From legal efforts to get governments to do more to curb fossil fuel pollution to lawsuits over misleading green claims by companies, climate lawsuits are growing, experts say, and always will be more lawsuits filed against it by governments.

And that will continue unless they use the upcoming United Nations COP meeting in Egypt to significantly improve their climate action, according to an open letter signed by lawyers from more than 20 organizations around the world.

“Governments of the World: Delaying them Costs Lives. Decisive action is now required to protect people and the planet,” the letter said.

“If you continue to fail us, we will continue to turn to the courts for accountability.”

The groups said they have already launched more than 80 lawsuits around the world to “force” governments from the Netherlands to Brazil and warned the world is on “the precipice of the worst intergenerational human rights abuse in history”.
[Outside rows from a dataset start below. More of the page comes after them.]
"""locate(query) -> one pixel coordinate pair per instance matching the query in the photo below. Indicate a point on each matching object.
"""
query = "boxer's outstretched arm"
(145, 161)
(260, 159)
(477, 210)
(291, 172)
Research this year by the Grantham Research Institute at the London School of Economics found that of the roughly 2,000 climate lawsuits filed since 1986, almost a quarter have started since early 2020.
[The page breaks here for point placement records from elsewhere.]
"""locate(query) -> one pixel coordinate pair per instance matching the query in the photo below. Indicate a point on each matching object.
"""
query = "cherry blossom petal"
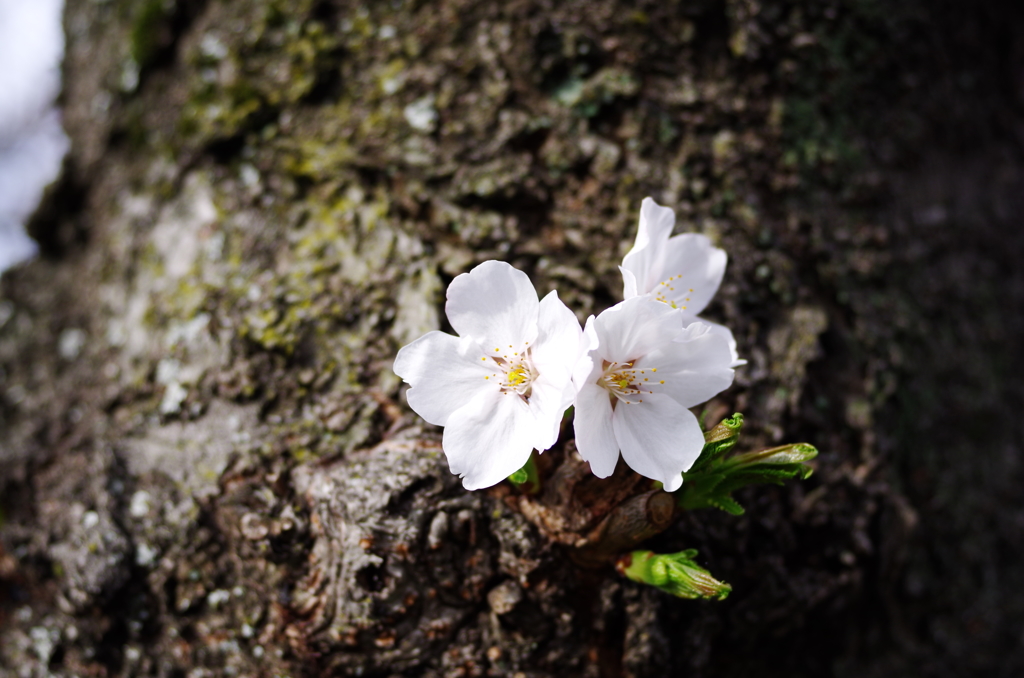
(445, 374)
(659, 438)
(594, 433)
(690, 273)
(630, 287)
(489, 438)
(557, 346)
(635, 327)
(646, 257)
(724, 332)
(494, 303)
(548, 401)
(694, 369)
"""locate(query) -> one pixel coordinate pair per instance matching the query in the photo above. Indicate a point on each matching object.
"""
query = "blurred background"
(32, 141)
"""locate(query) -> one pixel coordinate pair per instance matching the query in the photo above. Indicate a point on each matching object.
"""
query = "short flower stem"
(526, 479)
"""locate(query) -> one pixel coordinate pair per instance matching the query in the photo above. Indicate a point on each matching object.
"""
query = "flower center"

About 80 of those cases have been filed against national or sub-national governments since 2005, the research says, with a record 30 new cases being filed in 2021.
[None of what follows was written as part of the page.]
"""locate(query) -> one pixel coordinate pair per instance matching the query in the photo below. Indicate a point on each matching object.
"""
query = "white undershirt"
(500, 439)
Perhaps the most successful case of this kind was environmental group Urgenda’s landmark 2019 victory in Dutch courts, which ordered the government to reduce greenhouse gas emissions by at least 25 percent by the end of 2020. The goal was largely achieved.

“Climate protection is a legal obligation. Yet governments are not living up to their own laws and commitments,” said Sarah Mead, co-director of the Climate Litigation Network, part of the Urgenda Foundation, which signed the letter.

“We want to make sure countries understand that the law is on our side.”

– cases are increasing –

But legal decisions can go both ways.

In June, the US Supreme Court ruled that the government’s main environmental agency could not enact far-reaching greenhouse gas limits.

Activists say energy companies are increasingly turning to international arbitration to recoup investment as governments accelerate the move away from fossil fuels.

The Earth has so far warmed nearly 1.2 degrees Celsius from pre-industrial levels, triggering more intense weather extremes, including dangerous heat waves and flooding.

Under the 2015 Paris Agreement, governments agreed on a warming cap well below 2°C and preferably a safer 1.5°C.

But the UN Environment Program has said that even taking into account updated global promises to reduce emissions of heat-trapping gases, the world is currently on track for 2.8C warming.